Skip to main content

Just Gratitude

November 26, 2025 2 min read
birds in a nest

Today’s one of those days in our common calendar that’s particularly unitive. Pope Leo suggested that folks “say thank you to someone” this Thanksgiving, for instance, and the New York Times highlighted that “People should think about gratitude more often.” After all, it’s good for people’s health, their mental wellbeing, their relationships, and their general life satisfaction.

But it’s also an act of justice, a way of rooting ourselves in what’s true. Nothing we have was owed to us, including our very existence. God chose us freely and gratuitously. And then he carved out a place for us amid a fallen world, coming among us as one of us. He’s provided for each of us with generations of people throughout the centuries whom we don’t know and have never met, who have preserved and handed down the faith to us.
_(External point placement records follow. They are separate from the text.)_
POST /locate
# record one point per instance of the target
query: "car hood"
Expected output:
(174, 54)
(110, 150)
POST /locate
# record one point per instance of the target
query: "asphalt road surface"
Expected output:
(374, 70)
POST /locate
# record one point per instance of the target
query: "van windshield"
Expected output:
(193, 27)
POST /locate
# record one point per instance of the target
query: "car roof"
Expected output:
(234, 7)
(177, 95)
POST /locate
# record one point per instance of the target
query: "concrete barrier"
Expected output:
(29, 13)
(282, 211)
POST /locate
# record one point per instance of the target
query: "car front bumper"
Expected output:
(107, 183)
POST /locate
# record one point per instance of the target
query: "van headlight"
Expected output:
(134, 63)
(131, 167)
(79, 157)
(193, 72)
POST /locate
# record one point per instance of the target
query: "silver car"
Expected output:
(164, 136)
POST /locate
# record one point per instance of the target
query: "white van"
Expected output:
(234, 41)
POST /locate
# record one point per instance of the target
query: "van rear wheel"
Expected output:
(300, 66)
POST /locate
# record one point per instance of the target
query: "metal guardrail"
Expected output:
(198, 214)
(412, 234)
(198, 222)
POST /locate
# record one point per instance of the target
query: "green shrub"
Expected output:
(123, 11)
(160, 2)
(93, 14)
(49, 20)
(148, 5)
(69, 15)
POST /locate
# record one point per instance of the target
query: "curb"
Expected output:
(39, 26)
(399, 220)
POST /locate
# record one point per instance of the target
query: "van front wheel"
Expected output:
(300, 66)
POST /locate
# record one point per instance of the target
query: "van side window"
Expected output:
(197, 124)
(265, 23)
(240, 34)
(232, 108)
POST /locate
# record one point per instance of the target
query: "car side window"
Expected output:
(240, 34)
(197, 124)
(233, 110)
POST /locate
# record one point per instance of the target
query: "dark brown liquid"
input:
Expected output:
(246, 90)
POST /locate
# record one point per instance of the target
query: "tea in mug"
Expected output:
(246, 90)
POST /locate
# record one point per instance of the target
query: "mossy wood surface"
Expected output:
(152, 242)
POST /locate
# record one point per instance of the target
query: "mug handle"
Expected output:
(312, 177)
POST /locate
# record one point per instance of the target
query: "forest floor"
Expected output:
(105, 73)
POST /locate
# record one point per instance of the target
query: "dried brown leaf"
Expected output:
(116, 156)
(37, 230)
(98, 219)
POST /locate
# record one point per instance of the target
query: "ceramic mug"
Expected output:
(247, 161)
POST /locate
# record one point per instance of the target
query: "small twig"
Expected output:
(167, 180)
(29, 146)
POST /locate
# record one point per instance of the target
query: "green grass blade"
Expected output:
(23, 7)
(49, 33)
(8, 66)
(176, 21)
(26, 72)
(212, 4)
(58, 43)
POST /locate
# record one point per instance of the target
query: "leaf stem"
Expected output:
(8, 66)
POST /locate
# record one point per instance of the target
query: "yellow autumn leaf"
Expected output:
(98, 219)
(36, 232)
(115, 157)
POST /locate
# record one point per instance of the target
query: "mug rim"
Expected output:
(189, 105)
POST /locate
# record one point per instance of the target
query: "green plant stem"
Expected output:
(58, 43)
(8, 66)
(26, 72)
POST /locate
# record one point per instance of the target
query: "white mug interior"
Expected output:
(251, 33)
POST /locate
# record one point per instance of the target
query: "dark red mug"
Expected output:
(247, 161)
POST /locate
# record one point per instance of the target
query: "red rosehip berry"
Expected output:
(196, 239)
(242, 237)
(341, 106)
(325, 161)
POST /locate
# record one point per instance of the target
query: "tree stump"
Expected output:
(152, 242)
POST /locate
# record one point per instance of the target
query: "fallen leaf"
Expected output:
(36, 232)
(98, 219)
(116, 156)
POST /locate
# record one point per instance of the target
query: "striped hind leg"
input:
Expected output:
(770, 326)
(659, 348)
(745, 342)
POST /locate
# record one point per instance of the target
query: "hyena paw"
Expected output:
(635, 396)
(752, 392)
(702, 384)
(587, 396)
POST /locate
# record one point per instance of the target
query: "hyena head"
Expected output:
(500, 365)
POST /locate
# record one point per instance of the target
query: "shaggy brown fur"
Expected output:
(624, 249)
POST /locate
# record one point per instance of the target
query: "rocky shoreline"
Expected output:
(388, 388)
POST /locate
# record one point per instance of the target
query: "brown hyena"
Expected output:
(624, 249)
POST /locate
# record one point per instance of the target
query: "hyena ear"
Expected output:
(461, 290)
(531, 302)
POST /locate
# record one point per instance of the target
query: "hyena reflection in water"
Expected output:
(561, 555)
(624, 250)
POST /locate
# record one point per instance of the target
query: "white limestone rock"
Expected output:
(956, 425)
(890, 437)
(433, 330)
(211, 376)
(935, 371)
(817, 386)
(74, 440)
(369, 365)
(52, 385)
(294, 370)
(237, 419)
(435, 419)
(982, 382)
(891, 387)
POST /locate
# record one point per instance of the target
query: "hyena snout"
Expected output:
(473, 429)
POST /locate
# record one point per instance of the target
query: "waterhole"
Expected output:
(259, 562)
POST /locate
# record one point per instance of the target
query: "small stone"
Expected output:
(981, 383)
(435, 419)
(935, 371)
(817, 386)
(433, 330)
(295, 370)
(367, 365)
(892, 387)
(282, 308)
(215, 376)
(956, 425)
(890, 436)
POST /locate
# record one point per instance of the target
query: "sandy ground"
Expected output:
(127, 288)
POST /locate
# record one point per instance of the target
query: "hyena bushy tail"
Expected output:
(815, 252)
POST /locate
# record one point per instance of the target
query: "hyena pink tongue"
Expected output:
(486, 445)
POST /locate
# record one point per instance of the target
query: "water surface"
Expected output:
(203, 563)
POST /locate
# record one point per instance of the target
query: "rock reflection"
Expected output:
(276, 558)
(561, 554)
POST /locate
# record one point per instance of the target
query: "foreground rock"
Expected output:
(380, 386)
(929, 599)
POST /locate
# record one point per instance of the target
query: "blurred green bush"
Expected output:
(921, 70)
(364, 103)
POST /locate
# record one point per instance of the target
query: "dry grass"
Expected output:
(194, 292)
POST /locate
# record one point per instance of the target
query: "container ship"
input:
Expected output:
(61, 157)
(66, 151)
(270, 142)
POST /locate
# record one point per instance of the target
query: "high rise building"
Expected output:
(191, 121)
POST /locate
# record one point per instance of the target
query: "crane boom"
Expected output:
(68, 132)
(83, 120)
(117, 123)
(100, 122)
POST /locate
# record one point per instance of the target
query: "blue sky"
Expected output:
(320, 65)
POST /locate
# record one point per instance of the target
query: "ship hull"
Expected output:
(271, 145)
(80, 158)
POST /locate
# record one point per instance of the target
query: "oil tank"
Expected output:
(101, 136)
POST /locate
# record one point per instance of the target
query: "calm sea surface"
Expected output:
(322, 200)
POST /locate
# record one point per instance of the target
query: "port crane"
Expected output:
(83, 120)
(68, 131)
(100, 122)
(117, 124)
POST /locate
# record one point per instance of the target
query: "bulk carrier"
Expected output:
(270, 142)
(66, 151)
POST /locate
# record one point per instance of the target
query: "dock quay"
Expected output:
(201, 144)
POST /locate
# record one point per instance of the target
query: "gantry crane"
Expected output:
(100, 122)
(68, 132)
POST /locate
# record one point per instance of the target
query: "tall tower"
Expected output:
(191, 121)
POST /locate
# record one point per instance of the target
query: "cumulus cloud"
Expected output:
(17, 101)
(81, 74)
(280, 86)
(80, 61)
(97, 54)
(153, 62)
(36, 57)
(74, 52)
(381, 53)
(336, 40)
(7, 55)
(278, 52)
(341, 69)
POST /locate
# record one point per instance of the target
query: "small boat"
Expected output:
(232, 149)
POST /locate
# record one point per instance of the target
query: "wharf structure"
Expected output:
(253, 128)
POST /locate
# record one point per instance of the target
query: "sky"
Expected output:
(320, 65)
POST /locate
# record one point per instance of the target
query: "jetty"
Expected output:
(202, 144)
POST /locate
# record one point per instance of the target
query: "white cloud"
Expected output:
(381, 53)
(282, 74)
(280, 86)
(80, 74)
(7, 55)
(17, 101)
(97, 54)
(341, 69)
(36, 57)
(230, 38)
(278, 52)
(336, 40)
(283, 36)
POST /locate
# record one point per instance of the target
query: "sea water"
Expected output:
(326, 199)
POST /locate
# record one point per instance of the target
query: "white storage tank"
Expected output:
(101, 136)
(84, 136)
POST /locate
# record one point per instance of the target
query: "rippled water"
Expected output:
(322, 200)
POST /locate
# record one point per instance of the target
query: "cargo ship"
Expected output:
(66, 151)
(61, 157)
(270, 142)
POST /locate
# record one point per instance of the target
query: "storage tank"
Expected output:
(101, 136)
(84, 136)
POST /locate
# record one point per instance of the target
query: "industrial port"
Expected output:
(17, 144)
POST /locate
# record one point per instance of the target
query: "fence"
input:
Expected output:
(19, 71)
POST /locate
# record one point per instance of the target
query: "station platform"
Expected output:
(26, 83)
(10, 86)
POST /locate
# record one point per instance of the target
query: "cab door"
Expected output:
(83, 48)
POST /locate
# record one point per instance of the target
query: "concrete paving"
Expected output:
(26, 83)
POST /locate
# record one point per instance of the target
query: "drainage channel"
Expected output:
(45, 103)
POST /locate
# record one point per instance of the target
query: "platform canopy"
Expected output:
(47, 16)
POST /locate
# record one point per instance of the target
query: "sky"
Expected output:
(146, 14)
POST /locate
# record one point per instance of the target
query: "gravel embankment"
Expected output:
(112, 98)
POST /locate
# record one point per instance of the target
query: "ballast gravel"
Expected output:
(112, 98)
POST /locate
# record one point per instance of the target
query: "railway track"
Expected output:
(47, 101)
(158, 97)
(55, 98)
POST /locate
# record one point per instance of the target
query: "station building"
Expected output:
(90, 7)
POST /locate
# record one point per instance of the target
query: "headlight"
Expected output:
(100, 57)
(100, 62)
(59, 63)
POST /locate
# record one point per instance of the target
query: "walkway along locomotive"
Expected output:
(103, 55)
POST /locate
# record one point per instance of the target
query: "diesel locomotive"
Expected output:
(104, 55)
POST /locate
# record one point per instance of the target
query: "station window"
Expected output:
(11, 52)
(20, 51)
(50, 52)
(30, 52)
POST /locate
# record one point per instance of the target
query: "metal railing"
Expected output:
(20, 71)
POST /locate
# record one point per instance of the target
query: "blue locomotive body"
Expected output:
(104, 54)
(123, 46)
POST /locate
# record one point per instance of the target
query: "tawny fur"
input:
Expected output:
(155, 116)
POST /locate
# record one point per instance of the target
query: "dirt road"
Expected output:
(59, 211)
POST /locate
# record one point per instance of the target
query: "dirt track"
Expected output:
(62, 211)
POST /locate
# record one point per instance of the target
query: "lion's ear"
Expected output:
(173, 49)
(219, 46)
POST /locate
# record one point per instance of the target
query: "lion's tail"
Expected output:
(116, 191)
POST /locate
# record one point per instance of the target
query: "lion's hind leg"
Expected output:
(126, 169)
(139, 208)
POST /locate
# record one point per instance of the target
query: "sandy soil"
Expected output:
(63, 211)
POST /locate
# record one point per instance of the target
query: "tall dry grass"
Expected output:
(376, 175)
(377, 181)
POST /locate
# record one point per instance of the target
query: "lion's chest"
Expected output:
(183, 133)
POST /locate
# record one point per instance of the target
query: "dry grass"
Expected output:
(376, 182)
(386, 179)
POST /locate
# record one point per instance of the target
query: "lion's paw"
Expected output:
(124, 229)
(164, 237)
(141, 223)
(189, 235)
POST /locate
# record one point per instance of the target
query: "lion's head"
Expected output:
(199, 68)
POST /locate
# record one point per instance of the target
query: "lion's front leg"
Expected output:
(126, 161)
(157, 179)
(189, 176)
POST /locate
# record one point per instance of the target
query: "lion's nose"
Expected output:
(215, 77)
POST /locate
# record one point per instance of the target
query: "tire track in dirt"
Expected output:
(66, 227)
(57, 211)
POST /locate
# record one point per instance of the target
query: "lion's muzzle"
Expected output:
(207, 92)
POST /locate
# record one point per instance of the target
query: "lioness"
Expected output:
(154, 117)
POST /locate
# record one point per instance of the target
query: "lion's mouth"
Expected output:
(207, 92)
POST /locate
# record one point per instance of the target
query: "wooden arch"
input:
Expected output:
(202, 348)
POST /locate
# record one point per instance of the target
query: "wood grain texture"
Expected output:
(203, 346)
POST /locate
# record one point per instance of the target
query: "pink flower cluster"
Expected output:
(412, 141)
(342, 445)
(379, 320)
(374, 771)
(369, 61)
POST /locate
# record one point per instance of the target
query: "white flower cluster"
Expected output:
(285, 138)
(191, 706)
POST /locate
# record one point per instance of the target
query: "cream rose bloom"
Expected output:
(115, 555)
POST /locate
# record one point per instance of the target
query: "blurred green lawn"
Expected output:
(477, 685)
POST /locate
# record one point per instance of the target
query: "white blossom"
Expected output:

He’s arranged each of our lives so that they’ve been filled with formation, guidance, and constant care, by way of great joys and also sufferings, trials, and difficulties. And he’s given us a living hope, one that can swallow up all the darkness of the present age.

To offer a free and gratuitous expression of thanks is to acknowledge this grace and mercy at the very core of our lives. It seems the least we could do.

So, we’d echo the Pope’s words, and the New York Times’s, this year: let’s join one another in heartfelt expressions of thanks today – for all of the many blessings that fill our lives, and in gratitude especially, to our good God, whose generous hand has bestowed each and every one of them.

Once more, to all of you, happy Thanksgiving.